Studio album by Jody Miller
- Released: October 1965
- Recorded: June–August 1965
- Studio: Capitol Studios
- Genres: Country; pop;
- Label: Capitol
- Producer: Steve Douglas

Jody Miller chronology
| Queen of the House (1965) | Home of the Brave (1965) | Jody Miller Sings the Great Hits of Buck Owens (1966) |

Singles from Home of the Brave
- "Home of the Brave" Released: August 1965;

= Home of the Brave (Jody Miller album) =

Studio album by American singer Jody Miller

Home of the Brave is a studio album by American singer Jody Miller. It was released in October 1965 via Capitol Records and contained 11 tracks. The material mixed pop with country songs. Its title track reached the pop charts in several countries including Australia, Canada and the United States. The disc was Miller's third studio album in her career and received a positive review from Billboard following its release.

==Background==
Jody Miller signed to Capitol Records as a folk recording artist in 1963. However, in 1965, she commercially broke through with a pop and country single called "Queen of the House". Its success was followed by a protest song called "Home of the Brave". The tune described a teenage boy who was criticized in his hometown for his choice of clothing and hairstyle.
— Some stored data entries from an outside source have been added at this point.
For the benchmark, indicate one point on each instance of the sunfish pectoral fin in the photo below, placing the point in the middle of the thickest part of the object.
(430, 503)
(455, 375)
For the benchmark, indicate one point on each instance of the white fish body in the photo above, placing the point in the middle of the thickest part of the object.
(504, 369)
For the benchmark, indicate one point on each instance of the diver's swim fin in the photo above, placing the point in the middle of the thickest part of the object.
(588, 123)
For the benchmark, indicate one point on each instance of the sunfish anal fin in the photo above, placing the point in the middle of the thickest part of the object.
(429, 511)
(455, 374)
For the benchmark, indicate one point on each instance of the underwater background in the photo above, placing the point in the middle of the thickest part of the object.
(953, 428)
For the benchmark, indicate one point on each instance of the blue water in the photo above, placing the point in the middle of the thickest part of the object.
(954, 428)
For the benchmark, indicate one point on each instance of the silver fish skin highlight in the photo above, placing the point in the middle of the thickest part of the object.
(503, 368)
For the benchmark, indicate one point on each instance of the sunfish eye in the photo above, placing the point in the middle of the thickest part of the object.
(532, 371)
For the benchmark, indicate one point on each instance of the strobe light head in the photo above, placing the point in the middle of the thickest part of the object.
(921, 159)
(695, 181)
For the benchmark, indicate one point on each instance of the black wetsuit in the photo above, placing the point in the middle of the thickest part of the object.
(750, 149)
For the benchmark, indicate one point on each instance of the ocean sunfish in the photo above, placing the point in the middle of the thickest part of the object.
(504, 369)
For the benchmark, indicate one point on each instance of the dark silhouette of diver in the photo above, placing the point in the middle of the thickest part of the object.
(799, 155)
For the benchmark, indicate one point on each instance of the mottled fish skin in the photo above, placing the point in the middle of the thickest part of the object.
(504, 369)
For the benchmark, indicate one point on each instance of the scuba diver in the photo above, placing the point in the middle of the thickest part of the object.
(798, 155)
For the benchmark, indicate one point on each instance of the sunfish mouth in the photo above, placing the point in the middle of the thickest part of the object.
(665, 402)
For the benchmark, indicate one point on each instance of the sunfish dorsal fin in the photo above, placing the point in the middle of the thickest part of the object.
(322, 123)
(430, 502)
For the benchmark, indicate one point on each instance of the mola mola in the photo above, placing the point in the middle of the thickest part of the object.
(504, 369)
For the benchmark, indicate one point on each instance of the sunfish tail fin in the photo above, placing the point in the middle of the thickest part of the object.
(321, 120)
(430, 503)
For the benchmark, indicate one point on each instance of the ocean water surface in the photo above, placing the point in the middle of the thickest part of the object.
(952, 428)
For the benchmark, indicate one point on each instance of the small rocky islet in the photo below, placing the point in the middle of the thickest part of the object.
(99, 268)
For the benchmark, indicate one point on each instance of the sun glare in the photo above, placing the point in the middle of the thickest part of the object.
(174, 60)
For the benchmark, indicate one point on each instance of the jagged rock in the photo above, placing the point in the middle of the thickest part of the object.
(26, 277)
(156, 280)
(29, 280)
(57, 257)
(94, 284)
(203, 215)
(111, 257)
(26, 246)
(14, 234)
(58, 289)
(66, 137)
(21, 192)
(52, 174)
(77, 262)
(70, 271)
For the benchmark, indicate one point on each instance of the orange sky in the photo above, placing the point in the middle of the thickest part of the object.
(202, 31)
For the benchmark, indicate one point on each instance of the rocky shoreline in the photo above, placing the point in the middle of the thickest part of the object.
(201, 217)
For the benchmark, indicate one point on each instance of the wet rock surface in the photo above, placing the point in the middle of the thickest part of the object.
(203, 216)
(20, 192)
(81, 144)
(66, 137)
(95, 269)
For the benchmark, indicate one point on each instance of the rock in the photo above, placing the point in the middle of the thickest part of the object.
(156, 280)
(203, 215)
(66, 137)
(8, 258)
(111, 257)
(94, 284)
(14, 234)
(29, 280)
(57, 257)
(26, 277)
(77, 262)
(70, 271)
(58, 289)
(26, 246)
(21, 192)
The song became another pop commercial success. "Home of the Brave" would inspire Capitol to release Miller's third studio album, which would also have the same title.

==Recording and content==
The Home of the Brave album was recorded in sessions held between June and August 1965 at Capitol Studios, located in Hollywood, California. The album was produced by Steve Douglas and included arrangements by Billy Strange. The disc included both pop and country material. On her official website, Miller herself explained the album was catered towards the teen market and described the disc as "bubblegum". With the country success from "Queen of the House", Capitol had Miller incorporate country material into the album. Among the country songs were covers of "Born to Lose" and "Your Cheatin' Heart". "Just think ... I initiated a lot of those teenagers into loving Country Music!" Miller said on her website. As a whole, the album included both slow ballads and uptempo songs. Among its ballads were "Born to Lose", while others like "Big Time Love" were faster tempo recordings.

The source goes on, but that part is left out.